KATUALA KABA KASHALA (1998 : 9) définit l'appel comme une voie de recours par laquelle une partie défère la décision d'une juridiction à une autre juridiction qui est hiérarchiquement supérieure à la première en lui demandant de reformer cette décision. C'est un recours porté devant un juge supérieur afin d'obtenir la reformulation d'une sentence rendue par un juge du premier degré et de nature à faire grief au requérant.

Parlant de l'intérêt de l'appel, on note que :

· L'intérêt constitue l'une des conditions de l'exercice de toute action en justice, et partant de toute voie de recours.
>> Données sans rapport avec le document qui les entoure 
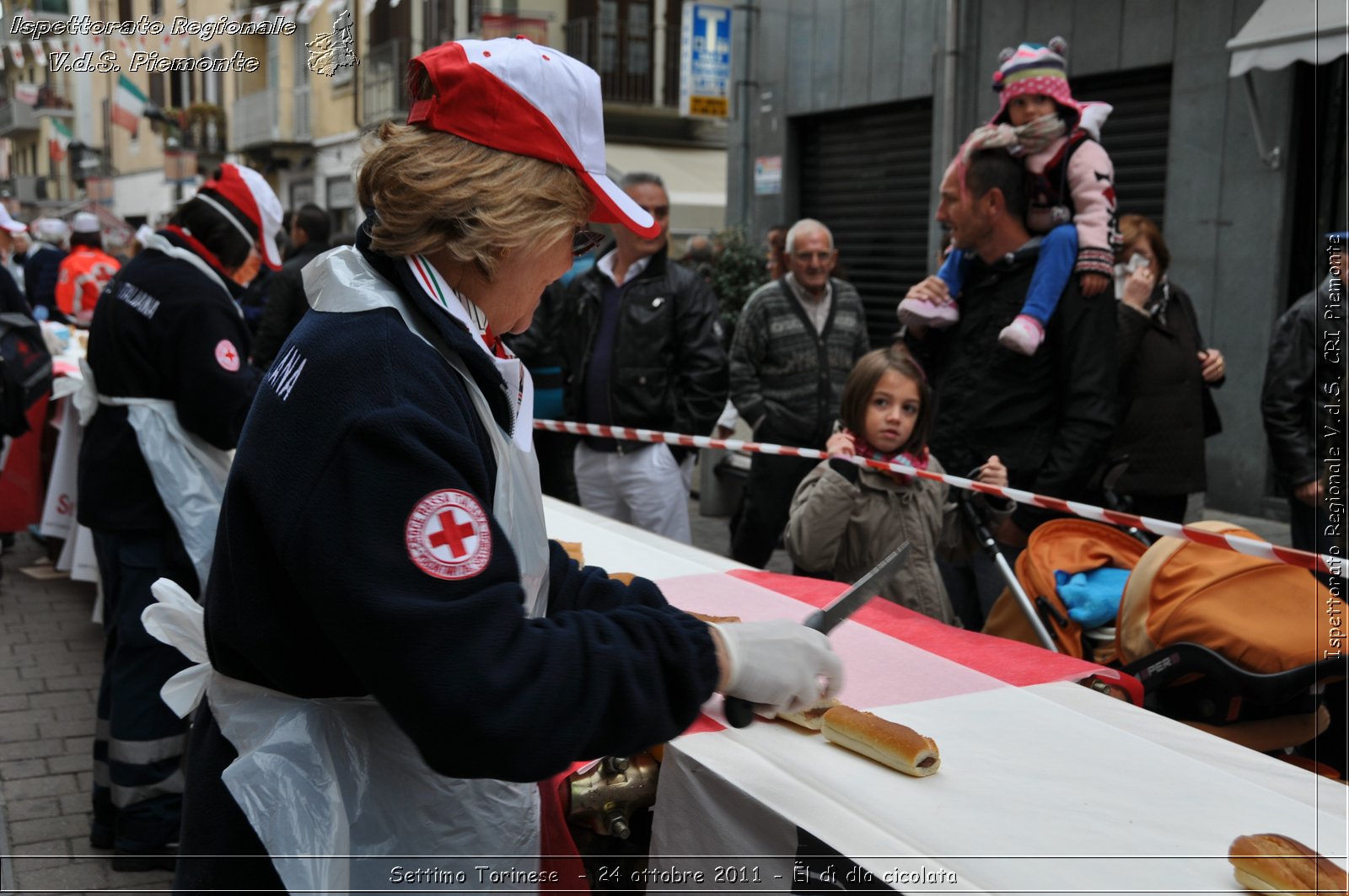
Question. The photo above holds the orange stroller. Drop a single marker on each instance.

Il a été ainsi jugé qu'un justiciable ne peut interjeter appel d'un jugement que s'il justifie d'un intérêt, ce qui suppose que ce jugement lui a fait grief et que si, au contraire ce jugement lui a donné entièrement raison sera déclaré irrecevable (Elis, 20 sept, 1960, RJC, n° 4, 1966, p. 317 ; Kin, 14 mars 1988, RPA. 10.545, inédit, C.S.J., 29.8.1979, RC.264, B.1.1984, p.251).
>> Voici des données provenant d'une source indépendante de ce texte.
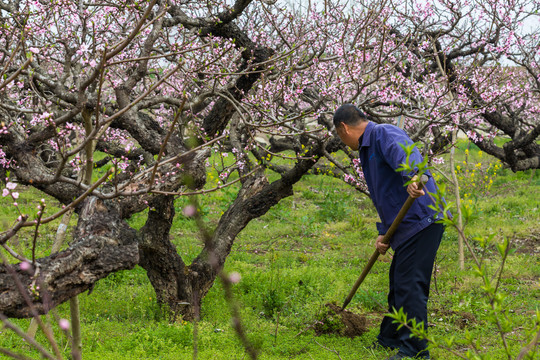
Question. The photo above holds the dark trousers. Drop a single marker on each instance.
(410, 275)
· L'intérêt est fondé sur le principe « pas d'intérêt, pas d'appel » (CSJ, 29.8.1979, RC, 264, BA, 1984, p. 251). Cette position jurisprudentielle congolaise qui repose comme dans le droit français, sur le désir d'éviter l'encombrement des tribunaux par des procès dépourvus d'utilité (Morel, Traité élémentaire de procédure civile, 2ème éd. 1949, n° 223 ; jur. CI., Pr.civ, n° 84, p. 17).

Les parties qui peuvent interjeter appel sont, d'après Christophe LEFORT (2009 : 433) le prévenu, la personne déclarée civilement responsable, la partie civile, ou les personnes auxquelles des DI ont été alloués, quant à leurs intérêts civils seulement  et le MP.

Comme en matière pénale, on distingue deux catégories d'appel  qui sont l'appel principal et l'appel incident.